I could hear Unruly start up his outboard and buzz out to the rivermouth.
byzzzzerrrp ... then blurp blurp blurp ... as he lifted his motor up over our net.
There is firewood galore since last week's storms because most of the trees that went down were rotted through their trunks and whole limbs of dead wood crashed into splinters through the camping grounds. We only needed to go a few metres from my camp with the chainsaw to find enough fuel for the night's cooking and warmth. Old Salt cut up the branches in the headlights of the four wheel drive after we set nets last night. We lit a fire. I stood with my back to the flames, looking at the stars as they come out, thinking about what to cook for dinner, my bedroom at home, the warm funk of my woolly doona. The wind (actually it is not even a wind, it is a creeping cold that seeps down the river from the chilly heights of Bluff Knoll) worked its way right into my kidneys or my chest, depending on my orientation.
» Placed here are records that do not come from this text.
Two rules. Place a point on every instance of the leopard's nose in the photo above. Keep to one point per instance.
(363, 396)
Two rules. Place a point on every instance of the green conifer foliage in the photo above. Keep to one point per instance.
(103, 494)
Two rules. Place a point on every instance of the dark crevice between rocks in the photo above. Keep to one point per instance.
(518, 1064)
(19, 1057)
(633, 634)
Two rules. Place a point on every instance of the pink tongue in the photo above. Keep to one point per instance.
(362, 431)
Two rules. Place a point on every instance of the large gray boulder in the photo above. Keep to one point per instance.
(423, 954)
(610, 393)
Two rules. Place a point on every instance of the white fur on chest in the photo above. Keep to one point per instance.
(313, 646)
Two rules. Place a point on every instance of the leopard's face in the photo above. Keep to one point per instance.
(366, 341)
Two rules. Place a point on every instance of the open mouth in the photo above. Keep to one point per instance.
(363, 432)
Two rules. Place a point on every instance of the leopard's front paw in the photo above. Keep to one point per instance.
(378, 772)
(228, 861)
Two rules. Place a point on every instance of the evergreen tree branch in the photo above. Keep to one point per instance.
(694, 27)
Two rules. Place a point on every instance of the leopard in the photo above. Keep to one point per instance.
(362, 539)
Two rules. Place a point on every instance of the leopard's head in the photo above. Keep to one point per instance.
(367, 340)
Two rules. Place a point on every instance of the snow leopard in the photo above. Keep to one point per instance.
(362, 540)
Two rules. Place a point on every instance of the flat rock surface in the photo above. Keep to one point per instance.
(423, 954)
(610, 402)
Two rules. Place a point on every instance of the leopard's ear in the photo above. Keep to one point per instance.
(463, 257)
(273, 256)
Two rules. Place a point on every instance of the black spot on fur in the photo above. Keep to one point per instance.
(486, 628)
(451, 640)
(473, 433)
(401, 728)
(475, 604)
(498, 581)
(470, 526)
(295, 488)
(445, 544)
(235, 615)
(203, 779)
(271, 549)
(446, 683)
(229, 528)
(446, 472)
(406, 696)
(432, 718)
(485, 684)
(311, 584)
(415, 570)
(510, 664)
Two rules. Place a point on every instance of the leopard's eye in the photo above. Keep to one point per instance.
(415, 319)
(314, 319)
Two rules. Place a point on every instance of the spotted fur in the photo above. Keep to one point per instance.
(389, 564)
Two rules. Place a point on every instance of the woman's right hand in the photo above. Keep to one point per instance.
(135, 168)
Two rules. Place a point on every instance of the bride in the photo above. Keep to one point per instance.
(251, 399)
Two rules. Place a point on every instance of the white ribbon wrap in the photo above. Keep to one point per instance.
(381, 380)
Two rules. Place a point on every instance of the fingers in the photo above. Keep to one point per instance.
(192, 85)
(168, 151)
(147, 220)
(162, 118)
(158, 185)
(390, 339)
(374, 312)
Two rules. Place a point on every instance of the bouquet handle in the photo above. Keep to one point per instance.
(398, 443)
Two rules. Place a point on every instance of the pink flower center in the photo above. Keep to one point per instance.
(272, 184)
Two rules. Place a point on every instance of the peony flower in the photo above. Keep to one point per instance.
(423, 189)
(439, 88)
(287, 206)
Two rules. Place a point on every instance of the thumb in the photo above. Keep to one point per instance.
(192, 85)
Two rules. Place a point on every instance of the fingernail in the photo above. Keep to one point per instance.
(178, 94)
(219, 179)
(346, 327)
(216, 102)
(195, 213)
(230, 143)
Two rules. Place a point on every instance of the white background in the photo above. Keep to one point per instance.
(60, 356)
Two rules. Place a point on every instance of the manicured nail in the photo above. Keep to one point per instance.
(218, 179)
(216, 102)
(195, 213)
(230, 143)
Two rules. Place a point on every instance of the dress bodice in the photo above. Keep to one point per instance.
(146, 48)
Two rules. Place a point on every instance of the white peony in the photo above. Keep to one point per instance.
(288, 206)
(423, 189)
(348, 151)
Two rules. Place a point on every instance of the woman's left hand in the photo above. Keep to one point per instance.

This morning's wind worked into my wet gloves, making them behave like a Coolgardie safe against the meat of my hands. Old Salt backed along the nets and I picked up, handing him the close-to-undersize black bream to be measured and the tangled up surf crabs. The sky, far from a brilliant shepherd's warning, was the colour of cold steel. We worked in silence. The nets were easy to pick up because there were no fish and this situation usually calls for silence - even when Old Salt and I are getting on okay. There were no mullet songs from me this morning but here is one I prepared earlier:
Mulletty mulletty mulletty joy
'Tis a mulletty morning, this dawn.
All shining and bright
'cause they meshed in the night,
cowl-eyed, those mullet o mullet
are a fisherwoman's
(Blogger still doesn't recognise 'fisherwoman' as a legitimate occupation in its spell check function, dammit. 'Washerwoman' is my only option apparently.)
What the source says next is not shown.